M.-P. - Actuellement, nous recensons encore des AES et je pense qu’il n’y a pas de sous-déclaration. On constate que les premiers soins sont correctement et uniformément réalisés. Le kit AES est connu de tous et utilisé. Il assure une prise en charge efficace et rapide des accidents. Il y a une vraie prise de conscience du risque. Lors de la déclaration d’AES, le professionnel et son supérieur hiérarchique font une description de l’accident, une analyse des causes et, parfois, proposent des axes d’amélioration. Nous avons d'ailleurs d'excellents retours. On observe que chez les infirmiers un accident sur deux survient au débranchement du donneur, lors du retrait de l’aiguille (creuse) et avant l’activation du dispositif de sécurité. Cela vient du fait, et c’est ce qui est souligné, que nous changeons régulièrement de dispositif. En système clos, tout est serti et sécurisé : aiguille, tubulures, sites de prélèvements, poche de recueil et filtres. Lorsqu’une norme change, on change tout le système et on n’a pas forcément le temps de la formation individuelle des opérateurs qui ne peut se faire devant une seule vidéo et sans manipuler le dispositif. Cela nous permet toutefois d’insister une nouvelle fois sur le port des EPI (équipements de protection individuelle).

Les accidents par projections sur peau lésée sont plus facilement déclarés, nous poursuivons notre travail sur le port des EPI au labo : gants et/ou lunettes ou sur lunettes de sécurité, voire port d’écran facial en insistant sur la protection des yeux et des peaux lésées ou acnéiques, notamment lors des soudures de tubulures qui peuvent fuir à ce moment-là. Nous constatons aussi que, conformément à la procédure, le conseil du médecin référent AES est recherché. Il est plus précoce qu’auparavant. Nous avions bien insisté sur ce point lors de la formation et dans la procédure.

Dans chaque service, un référent HSE (et son suppléant) a été nommé sur la base du volontariat. Nous avons beaucoup travaillé sur l’habilitation et la formation de ces référents et nous sommes régulièrement en contact pour répondre à leurs questions mais aussi pour mettre en place les nouvelles actions.

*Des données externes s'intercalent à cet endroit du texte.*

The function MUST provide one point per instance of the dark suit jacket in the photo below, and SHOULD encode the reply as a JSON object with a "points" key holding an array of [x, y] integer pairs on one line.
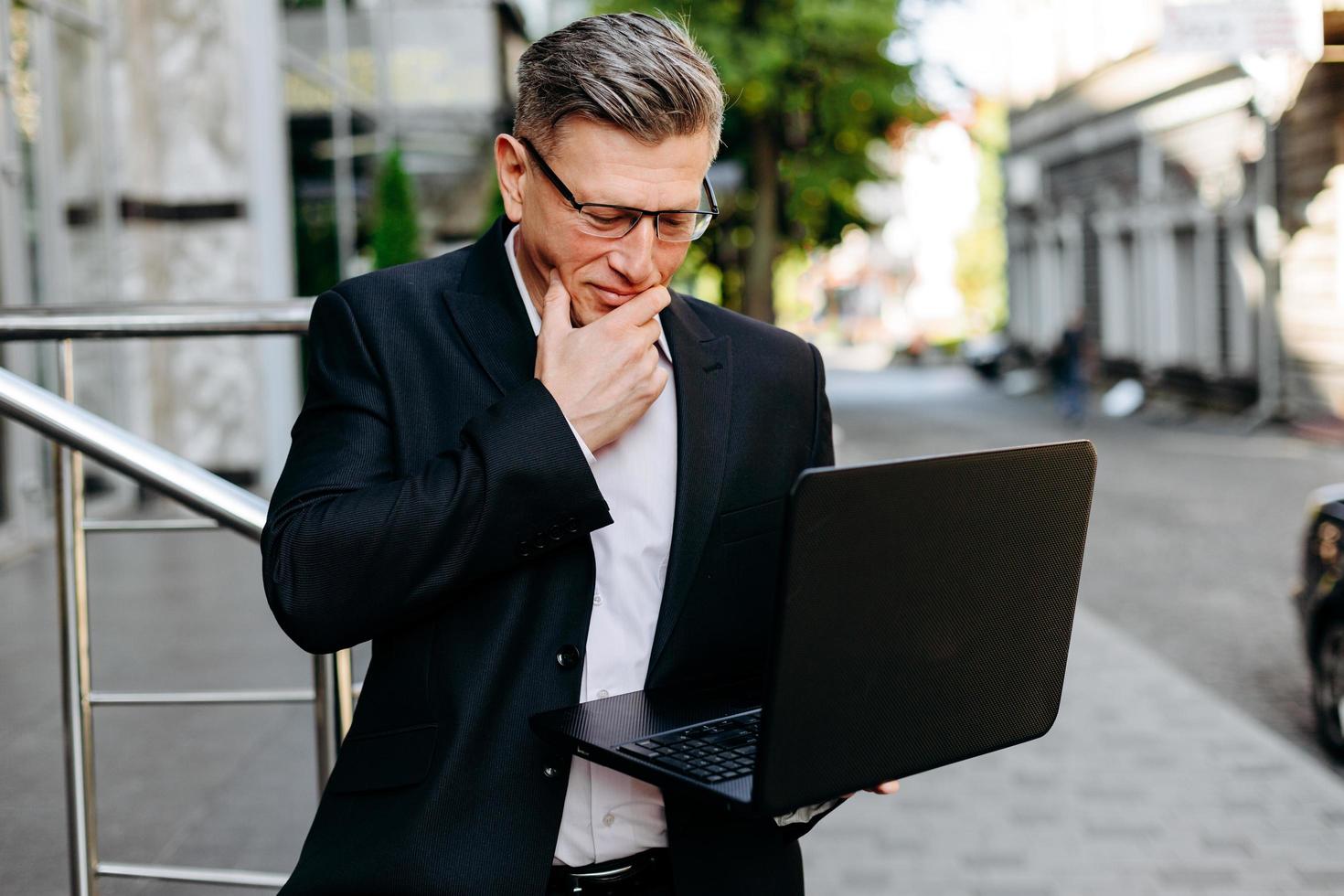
{"points": [[436, 503]]}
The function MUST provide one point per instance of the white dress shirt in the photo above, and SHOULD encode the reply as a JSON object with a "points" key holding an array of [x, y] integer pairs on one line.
{"points": [[609, 815]]}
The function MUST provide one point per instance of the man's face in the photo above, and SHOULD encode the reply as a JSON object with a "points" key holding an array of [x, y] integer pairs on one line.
{"points": [[600, 164]]}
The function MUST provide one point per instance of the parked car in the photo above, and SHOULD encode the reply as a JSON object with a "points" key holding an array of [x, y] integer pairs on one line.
{"points": [[1320, 602]]}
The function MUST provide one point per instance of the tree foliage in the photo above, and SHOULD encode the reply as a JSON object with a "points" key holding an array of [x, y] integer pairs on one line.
{"points": [[397, 232], [809, 89]]}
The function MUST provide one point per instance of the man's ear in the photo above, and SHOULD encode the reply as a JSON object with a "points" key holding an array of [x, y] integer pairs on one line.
{"points": [[512, 175]]}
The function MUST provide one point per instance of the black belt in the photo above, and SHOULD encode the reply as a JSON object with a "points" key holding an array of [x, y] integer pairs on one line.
{"points": [[629, 875]]}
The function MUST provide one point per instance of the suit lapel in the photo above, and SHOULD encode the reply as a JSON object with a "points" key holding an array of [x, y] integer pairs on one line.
{"points": [[703, 368], [488, 312]]}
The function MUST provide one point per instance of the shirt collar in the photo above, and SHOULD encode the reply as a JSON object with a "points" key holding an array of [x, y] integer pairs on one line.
{"points": [[531, 309]]}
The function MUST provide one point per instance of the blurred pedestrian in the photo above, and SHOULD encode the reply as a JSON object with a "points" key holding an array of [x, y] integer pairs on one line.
{"points": [[1069, 369]]}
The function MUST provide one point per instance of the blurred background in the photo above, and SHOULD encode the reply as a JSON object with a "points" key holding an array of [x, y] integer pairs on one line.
{"points": [[1001, 220]]}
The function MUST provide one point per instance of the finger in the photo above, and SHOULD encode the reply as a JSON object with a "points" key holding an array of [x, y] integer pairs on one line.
{"points": [[651, 329], [660, 379], [555, 308], [643, 306]]}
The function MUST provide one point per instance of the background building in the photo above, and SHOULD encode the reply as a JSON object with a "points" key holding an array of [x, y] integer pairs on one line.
{"points": [[1183, 203], [159, 152]]}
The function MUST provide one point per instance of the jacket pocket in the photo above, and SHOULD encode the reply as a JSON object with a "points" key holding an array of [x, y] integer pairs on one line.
{"points": [[748, 523], [383, 759]]}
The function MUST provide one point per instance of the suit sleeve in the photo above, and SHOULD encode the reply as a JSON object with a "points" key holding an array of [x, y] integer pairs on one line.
{"points": [[823, 454], [351, 549]]}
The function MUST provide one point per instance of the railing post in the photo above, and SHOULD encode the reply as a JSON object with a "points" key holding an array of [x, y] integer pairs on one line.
{"points": [[325, 715], [71, 571]]}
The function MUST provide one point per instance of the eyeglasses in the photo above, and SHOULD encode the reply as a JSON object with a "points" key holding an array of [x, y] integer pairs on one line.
{"points": [[613, 222]]}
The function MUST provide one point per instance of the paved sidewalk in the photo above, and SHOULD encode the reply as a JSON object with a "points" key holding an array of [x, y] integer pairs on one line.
{"points": [[1148, 784]]}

Tous les ans, lors d'une réunion, nous faisons le point ensemble en matière d’hygiène et ce, de manière conviviale : informations, réglementation mais aussi nombreux échanges entre référents sur les problèmes « de terrain ». De fait, on a créé un vrai « réseau » d’échanges et de collaborations. On avance ensemble. On mutualise à commencer avec les RH qui nous transmettent toutes les déclarations d’AES, que nous analysons à la recherche d’axes d’amélioration.

R. D. - On peut dire que vous avez généré autour des AES une véritable culture de sécurité, non ?

M.-P. - Oui, l’EFS était déjà très en avance au niveau de la qualité et du fait de la formation aux précautions standards, tous les professionnels ont compris l’importance de l’hygiène et de la sécurité dans la prévention de nombreux accidents dont les AES. Ils ont mieux compris l’intérêt des déclarations, pour leur santé mais aussi pour faire évoluer et sécuriser certaines pratiques. Les cadres et les  responsables ayant tous assisté à ces formations, sont informés et concernés par tous les AES survenus dans leur service. Nous n’avons pas de sous-déclaration. Le combat reste l’évitabilité et la protection des professionnels. Dans cet esprit, nous travaillons sur un guide des EPI précisant lequel porter selon le poste occupé. Nous allons accompagner cela en nous appuyant sur les référents HSE et en continuant nos visites dans les services.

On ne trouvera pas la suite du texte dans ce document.